03/02/2022

(AU SMH) No Climate Change Refuge For Coral Reefs: Study

Sydney Morning Herald - Miki Perkins

Global warming of 1.5 degrees above pre-industrial levels will be catastrophic for almost all coral reefs, including those that scientists once hoped would act as refuges during climate change.

Only 0.2 per cent of coral reefs globally are likely to avoid frequent heat stress if temperatures warm, according to new research from an international team of universities, including James Cook University in Townsville.

James Cook University marine biologist Jodie Rummer at work on the Great Barrier Reef. She has witnessed previous bleaching and described it as “scary and disturbing”. Credit: Grumpy Turtle

This finding comes as the Great Barrier Reef is on the cusp of another mass coral bleaching event because of record-breaking ocean temperatures, with reports that scattered areas of coral off Townsville and Mackay are already showing signs of heat stress.

This is alarming because the potential bleaching would be occurring during a La Nina weather event, which traditionally brings cooler and cloudier weather, but reef temperatures are some of the warmest ever recorded.

Associate Professor Scott Heron, one of the study authors from James Cook University, said scientists used cutting-edge climate modelling to predict how much thermal exposure shallow-water coral reefs would experience around the globe.

Even thermal refuges, which experts assumed would be more able to endure warming oceans owing to factors such as the consistent upwelling of cool deep waters, would provide almost no protection to reef animals, the study found. It is published today in PLOS Climate.

The effects of bleaching on the Great Barrier Reef were clear near Heron Island in 2016. Credit: Eddie Jim

Dr Heron said “this means corals worldwide are at even greater risk from climate change than previously thought, especially as limiting warming to 1.5 degrees is looking increasingly unlikely”.

In the three months leading up to mid-December, heat stress at the Great Barrier Reef reached record levels.

Great Barrier Marine Park Authority chief scientist David Wachenfeld said “we are now two-thirds of the way through summer, there’s a quite reasonable accumulation of heat stress out there and the next four weeks are absolutely critical”.

“The weather that we see will very strongly influence the outcome of the reef.”


The PM has pledged another $1 billion in a bid to help save the Great Barrier Reef. 

Ocean temperatures for most of the reef have been between 0.5 degrees and 1.5 degrees higher on average since the beginning of summer in most places, most of the time, he said.

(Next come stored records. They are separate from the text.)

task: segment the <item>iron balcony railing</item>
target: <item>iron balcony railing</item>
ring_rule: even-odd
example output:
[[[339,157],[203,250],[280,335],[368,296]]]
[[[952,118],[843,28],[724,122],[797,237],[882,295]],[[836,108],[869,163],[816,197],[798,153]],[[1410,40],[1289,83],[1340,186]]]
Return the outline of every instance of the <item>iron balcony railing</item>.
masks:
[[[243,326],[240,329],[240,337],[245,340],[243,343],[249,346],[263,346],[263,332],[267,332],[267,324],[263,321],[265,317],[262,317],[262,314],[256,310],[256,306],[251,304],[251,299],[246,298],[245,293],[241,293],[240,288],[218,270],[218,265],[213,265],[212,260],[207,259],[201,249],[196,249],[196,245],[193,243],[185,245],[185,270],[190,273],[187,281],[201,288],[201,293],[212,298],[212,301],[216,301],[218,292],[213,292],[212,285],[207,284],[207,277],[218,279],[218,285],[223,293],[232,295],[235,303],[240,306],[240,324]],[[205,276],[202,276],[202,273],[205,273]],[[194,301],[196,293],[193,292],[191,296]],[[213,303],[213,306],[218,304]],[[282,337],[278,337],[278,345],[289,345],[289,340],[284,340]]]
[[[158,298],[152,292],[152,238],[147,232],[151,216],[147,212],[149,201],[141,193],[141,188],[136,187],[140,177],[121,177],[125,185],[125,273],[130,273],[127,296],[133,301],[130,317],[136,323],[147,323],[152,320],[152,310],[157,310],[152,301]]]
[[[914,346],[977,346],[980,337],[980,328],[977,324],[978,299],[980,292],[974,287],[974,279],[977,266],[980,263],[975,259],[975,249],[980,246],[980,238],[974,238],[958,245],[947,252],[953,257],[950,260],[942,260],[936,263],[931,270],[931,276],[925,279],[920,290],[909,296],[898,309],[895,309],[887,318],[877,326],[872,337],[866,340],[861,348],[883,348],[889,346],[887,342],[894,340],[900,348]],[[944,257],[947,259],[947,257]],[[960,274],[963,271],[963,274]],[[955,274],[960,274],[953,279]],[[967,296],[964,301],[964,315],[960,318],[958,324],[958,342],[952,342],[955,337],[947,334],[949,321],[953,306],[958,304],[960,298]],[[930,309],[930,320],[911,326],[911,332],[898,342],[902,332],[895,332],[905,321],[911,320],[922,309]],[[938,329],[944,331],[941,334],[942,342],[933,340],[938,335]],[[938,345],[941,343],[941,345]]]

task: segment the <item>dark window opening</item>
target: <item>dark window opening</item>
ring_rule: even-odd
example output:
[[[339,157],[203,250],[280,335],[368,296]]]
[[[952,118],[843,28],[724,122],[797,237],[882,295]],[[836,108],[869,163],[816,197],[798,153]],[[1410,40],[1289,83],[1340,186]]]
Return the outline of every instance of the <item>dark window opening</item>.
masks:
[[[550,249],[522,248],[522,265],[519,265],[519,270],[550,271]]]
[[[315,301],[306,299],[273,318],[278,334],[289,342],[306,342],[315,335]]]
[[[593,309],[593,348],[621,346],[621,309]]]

While cyclones Seth and Tiffany and recent monsoonal rain did have some cooling effect, this hasn’t brought the reef back to average temperatures

There have been reports of minor coral bleaching in a range of places such as Cooktown, Townsville and Mackay that demonstrates the coral is showing early signs of stress, Dr Wachenfeld said.

“The thing that worries me when there is a severe impact to the Great Barrier Reef [is that] I always worry that people lose hope,” he said. “What the reef needs right now is the strongest possible action globally to reduce greenhouse gas emissions, with the strongest action to protect it locally.”


Last week the federal government promised to spend $1 billion on the reef over nine years, pledging new money for new technology, water management and coral seeding.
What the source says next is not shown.